Thread: Mistake in my query or Index Scan on subquery failure? (7.4)

Mistake in my query or Index Scan on subquery failure? (7.4)

From
"Gellert, Andre"
Date:
Hello,
I have a problem with this simple query :

explain select * from ref_artikel a where a.artnr in (  351275 , 351346 ,
293082 ) LIMIT 20 OFFSET 0 ;
                                                            QUERY PLAN

----------------------------------------------------------------------------
------------------------------------------------------
 Limit  (cost=0.00..9.06 rows=3 width=299)
   ->  Index Scan using ref_artikel_pkey, ref_artikel_pkey, \
       ref_artikel_pkey on ref_artikel a  (cost=0.00..9.06 rows=3 width=299)
         Index Cond: ((artnr = 351275) OR (artnr = 351346) OR (artnr =
293082))
(3 rows)

Is it okay , that the word ref_artikel_pkey will be repeated for each
condition ?

How can i optimize this, i have a number of up to 3000 "artnr" cond. to
check for equality
( and more tables joined over this query which i left away for better
understanding ) ,
is a  "(x=1) or (x=2)..." faster than "x in 1,2... " at this large number of
checks ?

Maybe this is the hash-joined bug marked for this 7.4 postgresql....
I consider upgrading to 7.41 on another testing server....

Thx for ideas,
Andre

Re: Mistake in my query or Index Scan on subquery failure?

From
Nick Barr
Date:
Gellert, Andre wrote:

>Hello,
>I have a problem with this simple query :
>
>explain select * from ref_artikel a where a.artnr in (  351275 , 351346 ,
>293082 ) LIMIT 20 OFFSET 0 ;
>                                                            QUERY PLAN
>
>----------------------------------------------------------------------------
>------------------------------------------------------
> Limit  (cost=0.00..9.06 rows=3 width=299)
>   ->  Index Scan using ref_artikel_pkey, ref_artikel_pkey, \
>       ref_artikel_pkey on ref_artikel a  (cost=0.00..9.06 rows=3 width=299)
>         Index Cond: ((artnr = 351275) OR (artnr = 351346) OR (artnr =
>293082))
>(3 rows)
>
>Is it okay , that the word ref_artikel_pkey will be repeated for each
>condition ?
>
>How can i optimize this, i have a number of up to 3000 "artnr" cond. to
>check for equality
>( and more tables joined over this query which i left away for better
>understanding ) ,
>is a  "(x=1) or (x=2)..." faster than "x in 1,2... " at this large number of
>checks ?
>
>Maybe this is the hash-joined bug marked for this 7.4 postgresql....
>I consider upgrading to 7.41 on another testing server....
>
>Thx for ideas,
>Andre
>
>---------------------------(end of broadcast)---------------------------
>TIP 1: subscribe and unsubscribe commands go to majordomo@postgresql.org
>
As far as I can see this is fine, especially for a small number of
values in the IN clause.
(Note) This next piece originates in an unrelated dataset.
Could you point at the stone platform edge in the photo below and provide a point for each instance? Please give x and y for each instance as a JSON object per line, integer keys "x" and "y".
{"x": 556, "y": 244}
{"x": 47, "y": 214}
If I understand you correctly the number of
values in the IN clause might extend to 3000. This would not be
particularly efficient and might end in a sequential scan.

For example,

explain select * from ref_artikel a where a.artnr in ( 351275 , 351346 ,
293082, ... <2997 more values> ) LIMIT 20 OFFSET 0 ;


A better method if you are going to use a lot of numbers would be something like the following:

-----
BEGIN;

CREATE TEMPORARY TABLE temp_num_2004_03_03 (temp_num int4);

INSERT INTO temp_num_2004_03_03 (351275);
...
INSERT INTO temp_num_2004_03_03 (293082);

CREATE INDEX temp_num_2004_03_03_temp_num_idx ON temp_num_2004_03_03 (temp_num);

SELECT * FROM ref_artikel a, temp_num_2004_03_03 b WHERE a.artnr=b.temp_num ORDER BY a.artnr LIMIT 20 OFFSET 0;

DROP INDEX temp_num_2004_03_03_temp_num_idx;
DROP TABLE temp_num_2004_03_03;

COMMIT/ABORT;
-----

This is especially true if you are going to use the set of numbers again in other queries that follow.

BTW, you will need to put an ORDER BY clause in your SELECT to guarentee the order of the rows that come back,
especiallywhen using the LIMIT/OFFSET clauses. 



Nick



Re: Mistake in my query or Index Scan on subquery failure? (7.4)

From
Tom Lane
Date:
"Gellert, Andre" <AGellert@ElectronicPartner.de> writes:
> Is it okay , that the word ref_artikel_pkey will be repeated for each
> condition ?

That's what it's supposed to do.  EXPLAIN is trying to tell you that
this query involves three independent index probes, which should not be
very surprising.

            regards, tom lane